I think it's important to be a role model for people that work for you. Challenge people but also coach. Give them enough empowerment to make mistakes but also to make successes. The bigger the company grows, the less easy it becomes to control everything. In the end, you need a lot of people, good people to make decisions.

My door is always open. Once a year, I have a meeting with the employees that are most important for the company. It was about 200 people last year, including store managers.

Their responsibility in their stores is to be ambassadors of the company's policy. But we also support them and give them the tools to do that.

There's also a narrower circle of about 65 people that includes division managers. We get together every month to discuss what's new, what's happening, what happened and what is important at that moment.

When interviewing potential recruits, within 15 minutes I normally know whether a person will be hired or not. It's enough to get a feeling for whether someone is authentic and genuine and fits in our team and culture. But an interview takes about an hour. Of course, mistakes are made. People sometimes sell themselves as being better than they really are.

Q: What's the best way to adapt to the Russian reality?

A: I have worked in different countries, so that helps me. The first thing that you have to do is to feel like a guest in the country, be humble and not make judgments about what you see — try to listen first to people, before you start talking, and try to assimilate yourself into the country. Many people call a foreign country home because they act like they would act at home. It's the biggest mistake you can make.

I have assimilated here enough to do my work. I enjoy living in Moscow better than if I wouldn't have assimilated. When I go with my wife from Holland to Russia, I say, "Let's go home."

I live in a Russian neighborhood, not in a foreign neighborhood. My wife, a Pole, speaks Russian and therefore we can have contact with Russian neighbors, which is very nice because that way you can learn more about the people and the culture. That's different from living in a compound where you meet only international people.

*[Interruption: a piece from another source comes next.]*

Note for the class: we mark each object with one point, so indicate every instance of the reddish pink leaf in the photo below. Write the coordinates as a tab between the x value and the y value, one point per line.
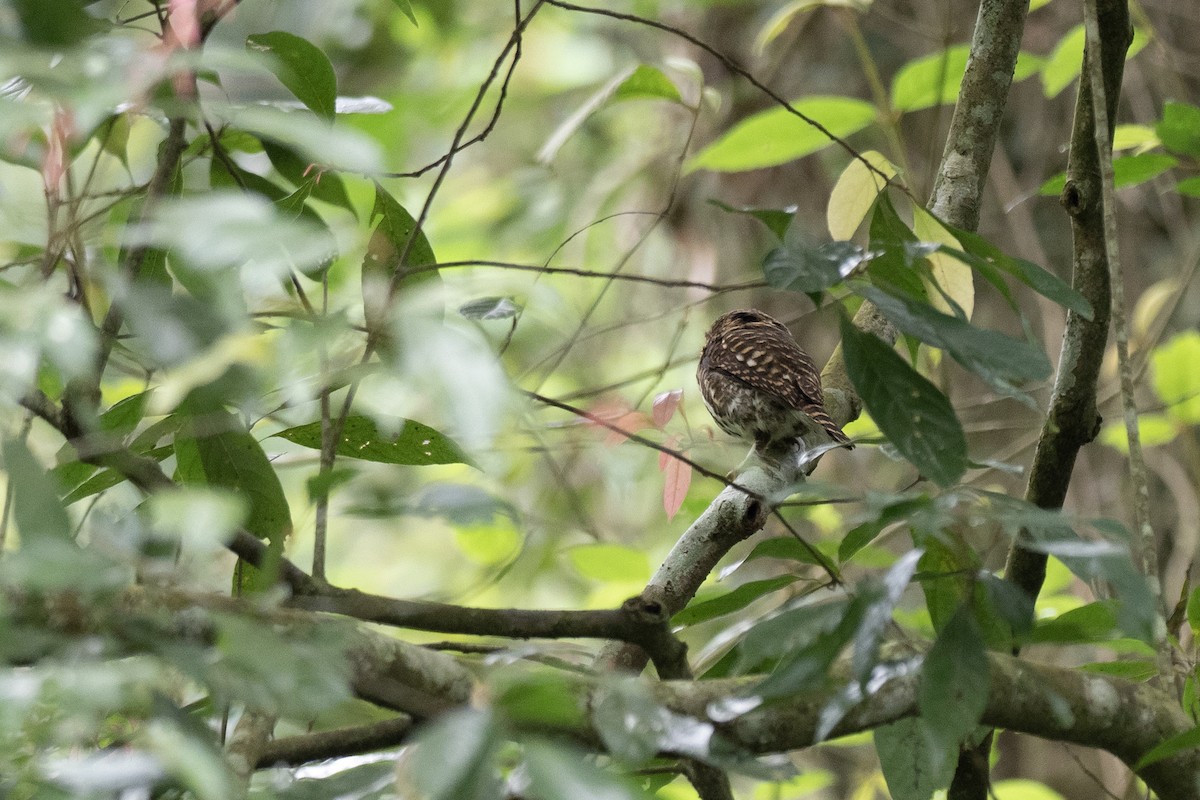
665	405
628	423
677	477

I lived five years in Poland and tried to learn the language, but I didn't succeed. I didn't even try to do it here. I would love to learn Russian, but it's not an easy language. It requires a lot of time, and I'm afraid I will not learn it to a perfect extent. I don't even speak Polish with my wife.

Q: Do you agree with people who say Russians don't smile a lot?

A: I have worked in most countries in Central Europe, and there people definitely do not smile much. The Russian people are much more open than in Central Europe.

I've worked in Thailand where everybody smiles. But what is that smile? They smile but that doesn't mean they are happy or friendly. Maybe they will kill you with a smile. It also happens. If you work internationally, accept the cultures as they are.

Q: Could you share stories about what helped you to become the person you are?

A: I went as a relatively young man, with almost no experience, to a completely different part of the world — Thailand — to work as an operations director. That shaped me a lot. I was 33 at time.

If you go from Europe to Russia, there's much more similarity. If you go to an Asian country, it's completely different. You lose any common ground under your feet. Everything is different. Like I said, everybody smiles even if they are not happy. You never know what people feel, what they think. But you are responsible for [your company's success in] a big country. You lose all your certainty, all your self-confidence that you have in your own culture.

I stayed there four years. Then I went to Belgium, which is also completely different from Holland, so it was again a challenge to work there.

Q: What do customers rely on you for in the winter?

A: Vodka, spirits and also windshield washer fluid.